Deficiency of VEGF-B aggravates motor neuron degeneration
To investigate whether VEGF-B might regulate motor neuron survival in disease conditions, we intercrossed VEGF-B−/− mice with SOD1 mice. The resulting SOD1 × VEGF-B+/− mice were mated to obtain SOD1 × VEGF-B−/−, SOD1 × VEGF-B+/−, and SOD1 × VEGF-B+/+ littermates with matched genetic backgrounds. Because SOD1 × VEGF-B+/− and SOD1 × VEGF-B+/+ genotypes exhibited indistinguishable phenotypes, they were pooled. SOD1 × VEGF-B+/− and SOD1 × VEGF-B+/+ mice were able to stay on the rotarod until 125 ± 3 d of age (126 ± 3 d for SOD1 × VEGF-B+/− mice and 125 ± 6 d for SOD1 × VEGF-B+/+ mice; p = NS; n = 21) and died after 150 ± 2 d of age. In contrast, SOD1 × VEGF-B−/− mice performed significantly worse on the rotarod: they failed to stay on the rotarod beyond 111 ± 5 d (p = 0.017; n = 12) (Fig. 1 G), and died after 141 ± 2 d (p = 0.05). Nissl staining also revealed an increased loss of motor neurons in preterminal SOD1 × VEGF-B−/− mice at 115 d (α-motor neurons with a perikaryal area >200 μm2 in the lumbar spinal cord: 1593 ± 180 in SOD1 × VEGF-B−/− mice vs 2563 ± 70 in SOD1 × VEGF-B+/+ mice; n = 3 and 3, respectively; p = 0.026). Loss of VEGF-B did, however, not cause any vascular defects or amplify gliosis, as revealed by immunohistochemistry and RT-PCR analysis for endothelial cell and glial cell activation markers (supplemental Note S3, available at www.jneurosci.org as supplemental material). Thus, loss of VEGF-B itself did not cause muscle paralysis, but aggravated motor neuron degeneration in a transgenic mouse model of ALS.

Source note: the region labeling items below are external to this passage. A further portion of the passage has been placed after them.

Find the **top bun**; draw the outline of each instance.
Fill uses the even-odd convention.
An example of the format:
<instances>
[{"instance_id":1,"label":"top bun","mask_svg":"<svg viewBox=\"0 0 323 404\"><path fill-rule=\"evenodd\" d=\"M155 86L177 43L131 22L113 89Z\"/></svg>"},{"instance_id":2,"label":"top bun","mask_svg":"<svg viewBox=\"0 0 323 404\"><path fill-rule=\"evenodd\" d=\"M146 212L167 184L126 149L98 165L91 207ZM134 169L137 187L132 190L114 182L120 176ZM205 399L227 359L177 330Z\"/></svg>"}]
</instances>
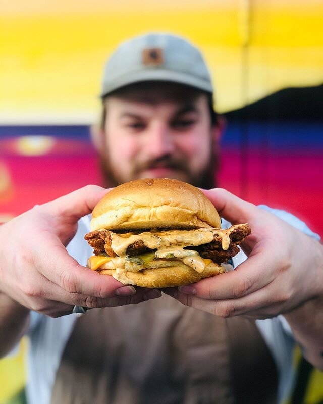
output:
<instances>
[{"instance_id":1,"label":"top bun","mask_svg":"<svg viewBox=\"0 0 323 404\"><path fill-rule=\"evenodd\" d=\"M117 186L99 201L91 221L92 231L221 227L217 210L198 188L168 178Z\"/></svg>"}]
</instances>

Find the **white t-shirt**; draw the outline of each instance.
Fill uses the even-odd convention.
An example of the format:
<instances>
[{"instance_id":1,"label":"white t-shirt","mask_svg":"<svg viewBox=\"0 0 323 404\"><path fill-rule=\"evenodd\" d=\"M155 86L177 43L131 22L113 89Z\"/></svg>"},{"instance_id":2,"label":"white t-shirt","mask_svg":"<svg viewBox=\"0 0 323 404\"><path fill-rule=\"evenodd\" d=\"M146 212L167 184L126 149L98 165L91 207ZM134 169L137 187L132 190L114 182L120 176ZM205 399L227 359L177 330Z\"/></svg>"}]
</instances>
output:
<instances>
[{"instance_id":1,"label":"white t-shirt","mask_svg":"<svg viewBox=\"0 0 323 404\"><path fill-rule=\"evenodd\" d=\"M311 237L319 238L295 216L283 211L261 207L274 213ZM75 236L68 246L69 253L82 265L92 255L92 248L84 240L89 231L89 215L81 219ZM223 228L230 224L223 221ZM236 268L246 259L241 251L233 259ZM53 319L35 312L31 314L28 335L30 346L27 360L27 396L30 404L49 404L51 389L63 351L77 319L74 315ZM292 352L294 340L288 324L281 316L257 320L256 324L277 365L278 398L281 402L289 394L293 380Z\"/></svg>"}]
</instances>

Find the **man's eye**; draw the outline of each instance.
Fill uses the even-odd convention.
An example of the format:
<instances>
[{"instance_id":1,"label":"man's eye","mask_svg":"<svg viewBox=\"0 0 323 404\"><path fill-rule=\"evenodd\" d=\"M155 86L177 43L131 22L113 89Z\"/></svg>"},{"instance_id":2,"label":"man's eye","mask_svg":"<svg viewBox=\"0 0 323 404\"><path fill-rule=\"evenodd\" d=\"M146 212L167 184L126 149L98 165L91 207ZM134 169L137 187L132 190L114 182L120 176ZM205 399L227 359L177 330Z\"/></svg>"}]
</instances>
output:
<instances>
[{"instance_id":1,"label":"man's eye","mask_svg":"<svg viewBox=\"0 0 323 404\"><path fill-rule=\"evenodd\" d=\"M184 129L191 126L192 125L194 125L195 123L195 121L192 119L176 121L175 122L173 122L173 126L174 128Z\"/></svg>"},{"instance_id":2,"label":"man's eye","mask_svg":"<svg viewBox=\"0 0 323 404\"><path fill-rule=\"evenodd\" d=\"M133 129L141 129L145 127L145 125L143 123L137 122L136 123L130 123L127 125L128 128L131 128Z\"/></svg>"}]
</instances>

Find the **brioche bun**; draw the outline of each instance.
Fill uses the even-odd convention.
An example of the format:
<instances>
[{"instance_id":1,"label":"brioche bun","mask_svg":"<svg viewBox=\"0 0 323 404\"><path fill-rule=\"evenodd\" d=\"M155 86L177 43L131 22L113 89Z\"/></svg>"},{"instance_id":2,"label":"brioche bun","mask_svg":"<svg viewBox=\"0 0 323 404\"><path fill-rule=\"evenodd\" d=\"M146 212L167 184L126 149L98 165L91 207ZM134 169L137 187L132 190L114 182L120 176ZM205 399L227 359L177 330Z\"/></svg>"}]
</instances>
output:
<instances>
[{"instance_id":1,"label":"brioche bun","mask_svg":"<svg viewBox=\"0 0 323 404\"><path fill-rule=\"evenodd\" d=\"M126 276L137 286L142 287L173 287L188 285L198 282L203 278L209 278L224 272L224 267L215 263L205 267L203 272L199 273L187 265L164 267L160 268L145 269L138 272L128 271ZM102 275L113 276L115 269L101 269Z\"/></svg>"},{"instance_id":2,"label":"brioche bun","mask_svg":"<svg viewBox=\"0 0 323 404\"><path fill-rule=\"evenodd\" d=\"M108 192L92 212L91 231L221 228L221 219L200 190L175 179L135 180Z\"/></svg>"}]
</instances>

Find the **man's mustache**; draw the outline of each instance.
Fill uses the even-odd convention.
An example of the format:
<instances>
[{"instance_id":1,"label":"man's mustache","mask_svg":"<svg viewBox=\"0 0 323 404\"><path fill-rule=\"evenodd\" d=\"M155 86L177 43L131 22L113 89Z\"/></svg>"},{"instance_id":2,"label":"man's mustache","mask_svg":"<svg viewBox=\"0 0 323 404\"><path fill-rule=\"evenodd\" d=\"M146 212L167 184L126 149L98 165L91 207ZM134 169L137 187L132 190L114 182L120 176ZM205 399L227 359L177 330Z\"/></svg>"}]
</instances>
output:
<instances>
[{"instance_id":1,"label":"man's mustache","mask_svg":"<svg viewBox=\"0 0 323 404\"><path fill-rule=\"evenodd\" d=\"M147 160L142 163L136 164L134 172L135 173L138 173L141 171L164 167L180 171L188 171L188 170L187 164L184 159L176 159L168 156L162 156L158 159Z\"/></svg>"}]
</instances>

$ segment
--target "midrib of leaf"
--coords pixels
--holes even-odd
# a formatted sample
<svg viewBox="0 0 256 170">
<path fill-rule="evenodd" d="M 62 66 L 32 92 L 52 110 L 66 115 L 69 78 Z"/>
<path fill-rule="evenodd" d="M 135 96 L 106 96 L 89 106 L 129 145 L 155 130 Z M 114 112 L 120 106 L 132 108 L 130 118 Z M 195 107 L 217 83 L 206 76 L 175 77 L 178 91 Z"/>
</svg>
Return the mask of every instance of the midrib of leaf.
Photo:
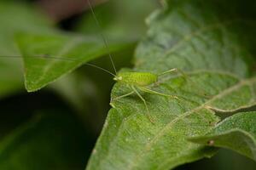
<svg viewBox="0 0 256 170">
<path fill-rule="evenodd" d="M 239 89 L 240 88 L 241 88 L 245 85 L 251 85 L 251 84 L 256 82 L 256 77 L 248 78 L 248 79 L 241 79 L 241 78 L 239 78 L 238 76 L 236 76 L 236 75 L 234 75 L 232 73 L 219 71 L 195 71 L 186 73 L 186 74 L 192 76 L 192 75 L 201 74 L 201 73 L 203 73 L 203 72 L 207 72 L 207 73 L 212 72 L 212 73 L 214 73 L 214 74 L 227 75 L 227 76 L 232 76 L 234 78 L 236 77 L 237 80 L 239 80 L 239 82 L 238 82 L 237 84 L 236 84 L 232 87 L 230 87 L 229 88 L 226 88 L 225 90 L 222 91 L 218 95 L 212 96 L 212 98 L 211 99 L 207 100 L 207 102 L 201 105 L 200 106 L 195 107 L 191 110 L 186 111 L 183 114 L 179 115 L 175 119 L 173 119 L 172 122 L 170 122 L 166 126 L 164 127 L 164 128 L 160 129 L 156 133 L 156 135 L 154 137 L 154 139 L 152 139 L 152 140 L 150 140 L 149 142 L 148 142 L 145 144 L 145 147 L 143 147 L 142 150 L 140 150 L 142 151 L 139 152 L 139 154 L 133 159 L 133 161 L 131 162 L 132 163 L 131 163 L 126 169 L 131 169 L 131 170 L 134 169 L 136 167 L 136 166 L 139 163 L 140 158 L 143 157 L 143 154 L 150 151 L 150 149 L 151 149 L 152 145 L 154 144 L 155 144 L 159 139 L 160 139 L 160 138 L 162 136 L 164 136 L 166 132 L 170 131 L 175 123 L 178 122 L 179 121 L 182 121 L 183 118 L 185 118 L 188 116 L 190 116 L 192 114 L 197 114 L 197 111 L 199 111 L 202 109 L 207 109 L 209 111 L 211 111 L 212 114 L 214 114 L 214 112 L 210 109 L 212 102 L 215 101 L 218 99 L 221 99 L 222 97 L 224 97 L 225 95 L 228 95 L 228 94 L 231 94 L 232 92 Z M 181 77 L 181 76 L 172 76 L 172 77 L 167 77 L 167 78 L 165 78 L 165 81 L 171 80 L 174 77 Z M 251 104 L 251 105 L 255 105 L 255 104 L 256 103 L 254 102 L 253 104 Z M 247 107 L 247 105 L 244 105 L 243 107 Z M 124 126 L 124 123 L 125 122 L 127 122 L 129 119 L 131 119 L 134 116 L 136 116 L 136 114 L 130 115 L 130 116 L 126 116 L 125 119 L 123 119 L 121 124 L 119 127 L 119 128 L 122 129 L 123 126 Z M 105 124 L 105 127 L 106 126 L 108 126 L 108 124 Z M 113 140 L 109 144 L 109 149 L 113 148 L 113 146 L 116 144 L 117 139 L 120 136 L 120 133 L 121 133 L 121 131 L 118 131 L 118 133 L 115 135 L 115 138 L 113 139 Z M 207 133 L 207 132 L 206 132 L 206 133 Z M 191 143 L 191 144 L 189 144 L 189 145 L 192 146 L 193 144 Z M 191 146 L 187 147 L 186 150 L 189 150 L 191 149 Z M 106 157 L 105 157 L 106 160 L 108 160 L 108 158 L 110 156 L 110 154 L 111 154 L 110 152 L 108 152 L 108 155 L 106 155 Z M 186 156 L 186 155 L 189 156 L 189 153 L 187 153 L 185 150 L 183 150 L 179 155 L 172 157 L 172 159 L 169 159 L 169 160 L 166 160 L 166 161 L 163 162 L 162 164 L 166 164 L 166 162 L 172 162 L 175 159 L 178 159 L 178 158 L 180 159 L 182 156 Z M 101 167 L 102 162 L 103 162 L 104 160 L 100 160 L 99 167 Z M 160 167 L 161 167 L 161 165 L 160 165 L 158 167 L 159 167 L 158 169 L 161 169 Z M 90 167 L 88 167 L 87 168 L 90 169 Z"/>
<path fill-rule="evenodd" d="M 173 121 L 170 122 L 164 128 L 160 129 L 160 132 L 157 133 L 157 135 L 155 135 L 155 137 L 150 140 L 150 142 L 148 142 L 145 147 L 142 150 L 142 152 L 140 152 L 139 155 L 137 155 L 137 156 L 136 156 L 134 158 L 134 161 L 131 162 L 134 162 L 132 164 L 131 164 L 129 166 L 129 167 L 127 169 L 133 169 L 134 167 L 136 167 L 136 165 L 138 163 L 137 162 L 139 161 L 140 157 L 147 151 L 150 151 L 150 148 L 151 146 L 160 139 L 160 137 L 162 137 L 163 135 L 165 135 L 166 131 L 169 131 L 172 129 L 172 126 L 177 123 L 178 121 L 183 119 L 184 117 L 192 115 L 193 113 L 196 114 L 196 111 L 201 110 L 201 109 L 207 109 L 209 110 L 210 111 L 212 111 L 212 110 L 209 109 L 209 106 L 211 105 L 212 102 L 213 102 L 214 100 L 220 99 L 230 93 L 232 93 L 233 91 L 236 91 L 237 89 L 239 89 L 241 87 L 244 86 L 244 85 L 251 85 L 252 83 L 256 82 L 256 77 L 253 77 L 250 79 L 244 79 L 244 80 L 241 80 L 241 82 L 239 82 L 239 83 L 237 83 L 236 85 L 230 87 L 225 90 L 224 90 L 222 93 L 218 94 L 218 95 L 212 97 L 211 99 L 209 99 L 208 101 L 207 101 L 206 103 L 204 103 L 203 105 L 200 105 L 199 107 L 196 107 L 189 111 L 187 111 L 178 116 L 177 116 Z M 256 102 L 254 102 L 253 104 L 252 104 L 252 105 L 256 105 Z M 245 106 L 247 107 L 247 106 Z M 239 109 L 239 108 L 238 108 Z M 207 133 L 207 132 L 206 132 Z M 118 137 L 118 135 L 117 135 Z M 189 150 L 189 148 L 188 148 Z M 161 167 L 161 166 L 160 166 Z"/>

VEGF-B is a neuroprotective factor
Compared with its homolog VEGF, VEGF-B has only minimal angiogenic activity (Y. Li et al., 2008); this prompted us to analyze whether the survival activity of VEGF-B for motor neurons might be attributable to a neuroprotective activity of VEGF-B. We therefore isolated primary motor neurons from E14 rat embryos and investigated whether addition of mouse recombinant VEGF-B could protect primary motor neuron cultures from cell death, which normally occurs when these neurons are deprived of growth factor supplements. The more diffusible isoform VEGF-B186 was used for these experiments, because the shorter VEGF-B167 isoform might get trapped in the extracellular matrix via its heparin-binding domain. When determining the percentage of surviving motor neurons relative to the initial number of motor neurons, VEGF-B186 dose-dependently increased survival (r 2 = 0.97 after a sigmoidal fit in 2 d cultures; EC50 = 73.6 ng/ml) (Fig. 2 A) at concentrations similar to those reported on other cell cultures (Sun et al., 2006; Y. Li et al., 2008). For instance, at day 2, only 55.3 ± 8.0% of motor neurons were still viable in the control-treated cultures, whereas 78.3 ± 2.3% survived after 100 ng/ml VEGF-B186 (p = 0.033 for VEGF-B186) (Fig. 2 A).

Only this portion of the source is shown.